La Chapelle Saint-Gens

English version

En contrebas du Vieux Village et à environ 500m vers l’est, la chapelle Saint-Gens s’élève au milieu d’un écrin de verdure.  Elle fut construite en 1879. Cette chapelle n’a jamais été à priori un lieu de culte. Elle abrite une exposition permanente consacrée à l’histoire de la pierre, aux outils de carriers et tailleurs de pierre.

Mais qui est Saint-Gens?

La réalité historique
Gens Bornarel ou Bournareau est né à Monteux (Vaucluse) vers l’an 1105 dans une famille de paysans. Il vécut sa jeunesse partagée entre sa famille, ses devoirs et la religion. Scandalisé par les pratiques religieuses teintées de paganisme de ses compatriotes, il se retira, dès l’âge de quinze ans, dans la vallée sauvage qui deviendra plus tard la Valsainte.
Il mourut à vingt trois ans, mais sa courte vie fut édifiante et la tradition lui attribue de nombreux miracles.
Canonisé par la ferveur populaire, il est encore invoqué en période de sécheresse pour faire tomber la pluie.

La légende de Saint-Gens

Elle a son origine dans l’antique culte de l’eau. C’est un « faiseur de pluie »…
Un  miracle de saint Gens, parmi les plus connus, est celui que l’on appelle le « miracle du loup ».
Pour se nourrir dans sa thébaïde, le jeune ermite laboure quelques arpents de terre ingrate à l’aide d’une rustique charrue tirée par deux vaches. Un loup affamé descendu de la montagne ayant dévoré l’une d’elles, saint Gens le subjugue et l’attelle à la place de sa victime. La légende raconte que le jeune homme se promenait souvent avec l’animal, devenu docile, et l’amenait boire à une source que l’on appelle depuis lors la « fontaine du loup ». Saint Gens rendit l’âme le 16 mai 1127. La légende dit que le loup revint à Monteux et annonça, par ses hurlements, la mort de son maître et qu’il serait mort de chagrin sur la tombe du jeune Saint.
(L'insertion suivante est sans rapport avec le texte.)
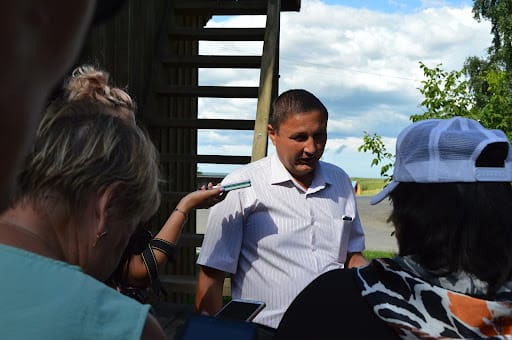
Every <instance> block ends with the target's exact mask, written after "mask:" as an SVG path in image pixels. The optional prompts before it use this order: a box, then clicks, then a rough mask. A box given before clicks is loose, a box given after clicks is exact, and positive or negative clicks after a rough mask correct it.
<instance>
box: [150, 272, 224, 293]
mask: <svg viewBox="0 0 512 340" xmlns="http://www.w3.org/2000/svg"><path fill="white" fill-rule="evenodd" d="M158 277H159V278H160V282H162V285H163V286H164V287H165V289H166V290H167V292H168V293H186V294H195V293H196V287H197V277H196V276H192V275H171V274H163V275H159V276H158ZM222 296H231V279H230V278H229V277H226V278H225V279H224V285H223V287H222Z"/></svg>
Texte tiré en partie du fascicule « La fontaine de Vaucluse et la Provence des eaux vives »  de J. Granier et M. Guitteny.

CHAPEL OF SAINT-GENS

This chapel, set in its green field, was built around 1822.
Its owner, abbé Charles-Joseph Bernard, who was the parish priest in Les Taillades from 1868 to 1875, donated it to the municipality, as confirmed in a town council meeting on 22 June 1879. A page in the archives tells us that the said Charles-Joseph BERNARD, priest in Villes (sur Auzon), donated to the Fabrique (a charity) « some twenty-eight ares of arable land situated in the Badarel area of Les Taillades, on which the donor has erected a chapel in honour of Saint Gens (…) considering this chapel likely to be very useful as a processional site (…) and an asset on many occasions as a
place where the dead could lie prior to the religious ceremony … « .
After six months of discussion, the Council accepted the gift on condition that the Fabrique did not request any financial assistance.
The Chapel was blessed on 14 September 1879. Various furnishings and equipment were subsequently added, in particular a bell, at the request of the « population which had long wanted to see a bell tower and a bell atop the Chapel of Saint Gens, to confer greater solemnity on the festivities held there in honour of the saint ».
Since the separation of Church and State there has been no resident parish priest. The Chapel is no longer used for services, only the parish church being authorised now for religious ceremonies. The Chapel currently houses a permanent exhibition of quarriers’ and stonemasons’ tools.

Who was Saint Gens?

Gens Bournareau was born in 1104 in Monteux, a small town in the Comtat Venaissin four km from Carpentras, to a modest farming family. Very pious from his childhood on, he wanted to avoid the pagan practices in which the
town’s inhabitants customarily engaged to call for rain.
He is said to have sought solitude in the valley which would later be known as the Valsainte, near Le Beaucet.
His first miracle occurred when he was clearing his land. After one of his draft animals had been killed by a wolf, he hitched the wolf to the same yoke as his cow.
In that same spot, too, he is said to have caused a miraculous spring to surge from the ground, to be used to combat fevers. This second miracle would be followed by many others. He was often begged to call down rain. He died peacefully in that same valley on 16 May 1127 at the age of 23.
Since that date, the inhabitants of Monteux and Le Beaucet enthusiastically hold festivities in his honour on 16 May in Monteux and the first Sunday in September in Le Beaucet. A processional pilgrimage is organised, attended by a crowd of the faithful.